What quantitative methods best assess COX16-dependent phenotypes?
Robust quantitative assessment requires multiple complementary approaches. Spectrophotometric enzyme activity assays provide functional measurements of cytochrome c oxidase. Quantitative ELISA for complex IV components offers precise protein level measurements . Image analysis of BN-PAGE or 2D gels should include multiple biological replicates with appropriate normalization to control proteins. For protein turnover studies, pulse-chase experiments with careful quantification at multiple timepoints provide kinetic insights. Statistical analysis should account for biological variability and include appropriate tests for significance based on data distribution.
| Assay Type | Measurement | Application in COX16 Research |
|---|---|---|
| In-gel activity staining | Complex IV activity | Detect assembly defects in native complexes |
| ELISA | Complex IV quantity | Precise quantification of mature enzyme levels |
| Spectrophotometric assay | Cytochrome c oxidase activity | Functional assessment of enzyme catalysis |
| Pulse-chase analysis | Protein stability | Measure turnover rates of newly synthesized subunits |
| 2D-BN/SDS-PAGE | Complex assembly pattern | Visualize assembly intermediates and mature complexes |
How can researchers distinguish between assembly and stability defects in COX16 studies?

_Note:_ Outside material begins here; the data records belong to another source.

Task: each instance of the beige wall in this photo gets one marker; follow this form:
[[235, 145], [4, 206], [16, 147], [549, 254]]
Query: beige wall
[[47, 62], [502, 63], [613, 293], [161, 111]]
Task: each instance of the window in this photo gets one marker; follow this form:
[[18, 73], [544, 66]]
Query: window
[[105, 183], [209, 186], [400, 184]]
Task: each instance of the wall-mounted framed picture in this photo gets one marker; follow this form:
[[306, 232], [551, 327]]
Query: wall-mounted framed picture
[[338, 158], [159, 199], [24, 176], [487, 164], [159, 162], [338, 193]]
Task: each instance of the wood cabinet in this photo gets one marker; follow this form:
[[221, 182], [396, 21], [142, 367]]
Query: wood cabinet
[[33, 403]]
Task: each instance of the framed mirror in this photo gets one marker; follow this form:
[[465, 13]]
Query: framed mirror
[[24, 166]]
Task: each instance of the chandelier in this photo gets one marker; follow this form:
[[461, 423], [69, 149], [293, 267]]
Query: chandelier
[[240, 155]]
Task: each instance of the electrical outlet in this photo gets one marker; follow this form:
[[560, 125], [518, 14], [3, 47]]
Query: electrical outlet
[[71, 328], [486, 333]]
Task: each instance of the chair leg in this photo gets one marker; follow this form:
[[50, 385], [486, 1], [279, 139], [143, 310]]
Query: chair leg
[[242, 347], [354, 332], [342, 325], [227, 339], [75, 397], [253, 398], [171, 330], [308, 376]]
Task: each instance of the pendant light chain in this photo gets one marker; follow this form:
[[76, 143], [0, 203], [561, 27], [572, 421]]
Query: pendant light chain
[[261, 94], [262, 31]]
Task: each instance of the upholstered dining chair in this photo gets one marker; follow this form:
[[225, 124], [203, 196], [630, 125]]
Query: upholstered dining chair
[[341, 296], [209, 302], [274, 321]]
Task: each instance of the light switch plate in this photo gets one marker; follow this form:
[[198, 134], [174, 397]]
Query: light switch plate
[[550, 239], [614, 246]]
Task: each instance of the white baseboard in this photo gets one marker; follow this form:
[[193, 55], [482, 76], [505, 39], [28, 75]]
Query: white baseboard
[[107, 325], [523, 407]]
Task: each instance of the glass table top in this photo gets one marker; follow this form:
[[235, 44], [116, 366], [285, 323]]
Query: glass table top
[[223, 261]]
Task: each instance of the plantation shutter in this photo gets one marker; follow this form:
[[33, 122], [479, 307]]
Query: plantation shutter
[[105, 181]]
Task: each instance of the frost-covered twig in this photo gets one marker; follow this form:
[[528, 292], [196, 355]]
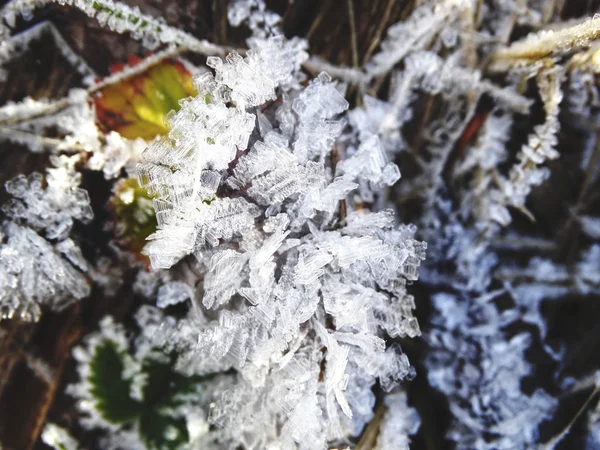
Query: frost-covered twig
[[550, 42], [120, 18]]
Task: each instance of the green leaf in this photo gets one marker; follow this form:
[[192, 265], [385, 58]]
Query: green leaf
[[110, 389]]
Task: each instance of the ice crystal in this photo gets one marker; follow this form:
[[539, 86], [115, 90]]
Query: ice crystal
[[301, 301], [40, 265]]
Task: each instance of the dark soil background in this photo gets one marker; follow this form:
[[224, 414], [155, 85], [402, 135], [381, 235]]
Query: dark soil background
[[27, 400]]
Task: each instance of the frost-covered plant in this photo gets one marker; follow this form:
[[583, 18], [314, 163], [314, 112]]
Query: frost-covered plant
[[132, 389], [304, 292], [276, 259]]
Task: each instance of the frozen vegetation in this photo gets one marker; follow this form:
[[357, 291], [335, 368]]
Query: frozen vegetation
[[261, 210]]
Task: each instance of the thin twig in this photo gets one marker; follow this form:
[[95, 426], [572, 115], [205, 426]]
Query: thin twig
[[559, 437], [353, 36]]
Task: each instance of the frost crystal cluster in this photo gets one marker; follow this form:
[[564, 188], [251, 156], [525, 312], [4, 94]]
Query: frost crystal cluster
[[247, 272], [302, 295], [39, 263]]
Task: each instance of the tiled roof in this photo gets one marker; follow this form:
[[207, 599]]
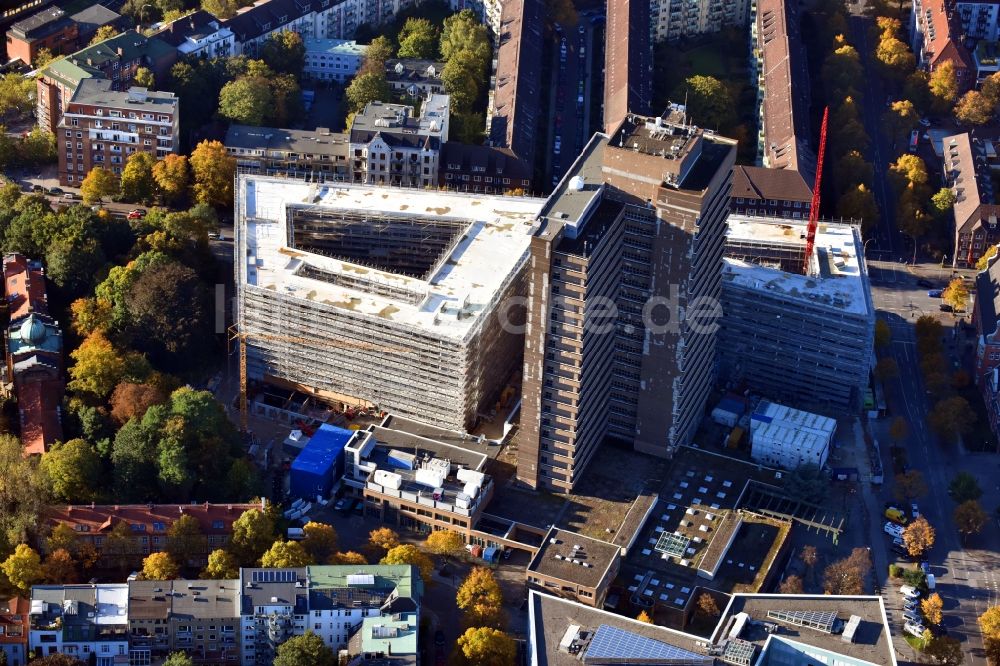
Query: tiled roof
[[750, 182], [214, 519], [785, 78], [518, 79]]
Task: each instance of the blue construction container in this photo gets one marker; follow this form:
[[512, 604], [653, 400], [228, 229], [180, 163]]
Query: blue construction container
[[320, 463]]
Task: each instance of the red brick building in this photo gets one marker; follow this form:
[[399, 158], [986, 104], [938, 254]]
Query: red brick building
[[14, 630], [147, 523], [103, 127]]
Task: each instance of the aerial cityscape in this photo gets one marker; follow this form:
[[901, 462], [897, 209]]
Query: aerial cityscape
[[500, 332]]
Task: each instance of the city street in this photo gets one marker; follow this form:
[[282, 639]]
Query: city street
[[967, 578]]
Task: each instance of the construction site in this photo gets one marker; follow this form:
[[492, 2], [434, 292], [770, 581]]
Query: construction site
[[382, 298]]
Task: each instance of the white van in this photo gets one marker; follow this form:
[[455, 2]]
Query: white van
[[893, 530]]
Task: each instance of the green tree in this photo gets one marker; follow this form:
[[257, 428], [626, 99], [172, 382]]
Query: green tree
[[900, 120], [909, 485], [480, 598], [73, 470], [974, 108], [943, 86], [214, 170], [852, 169], [410, 554], [23, 567], [365, 88], [956, 294], [418, 39], [964, 487], [137, 177], [178, 659], [172, 176], [487, 647], [918, 537], [943, 201], [97, 367], [858, 203], [380, 50], [284, 52], [98, 184], [320, 542], [306, 649], [970, 518], [253, 533], [709, 101], [285, 554], [221, 566], [247, 100], [461, 84], [144, 78], [160, 566], [952, 417], [185, 540]]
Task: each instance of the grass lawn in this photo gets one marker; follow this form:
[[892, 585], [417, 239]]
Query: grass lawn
[[708, 61]]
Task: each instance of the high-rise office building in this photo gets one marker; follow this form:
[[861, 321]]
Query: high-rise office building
[[625, 279]]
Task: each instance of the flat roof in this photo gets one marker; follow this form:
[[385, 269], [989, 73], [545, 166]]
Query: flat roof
[[871, 641], [551, 618], [558, 557], [451, 302], [837, 278]]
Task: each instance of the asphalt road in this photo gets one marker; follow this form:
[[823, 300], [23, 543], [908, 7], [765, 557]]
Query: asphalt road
[[968, 576]]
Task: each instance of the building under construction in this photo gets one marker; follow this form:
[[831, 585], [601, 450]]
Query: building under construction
[[383, 297], [803, 337]]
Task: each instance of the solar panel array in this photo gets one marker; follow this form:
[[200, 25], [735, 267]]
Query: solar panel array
[[824, 621], [274, 576], [611, 645], [738, 652], [672, 544]]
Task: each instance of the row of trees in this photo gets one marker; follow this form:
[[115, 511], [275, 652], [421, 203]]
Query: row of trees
[[206, 178], [463, 45]]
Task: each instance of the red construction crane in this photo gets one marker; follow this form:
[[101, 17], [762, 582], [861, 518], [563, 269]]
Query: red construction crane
[[814, 206]]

Differentiating assembly from stability defects requires careful experimental design. Pulse-chase experiments can track the fate of newly synthesized mitochondrial-encoded subunits over time to determine if proteins are synthesized normally but degraded prematurely (stability defect) or fail to incorporate into higher complexes (assembly defect) . Analysis of assembly intermediates by native gel electrophoresis can reveal accumulation of specific assembly modules, indicating assembly pathway blocks. Proteasome or protease inhibition experiments can determine if enhanced degradation contributes to observed phenotypes. The spectrum of affected subunits can also provide clues—selective effects on specific subunits often indicate assembly defects, while broader effects may suggest general import or stability issues.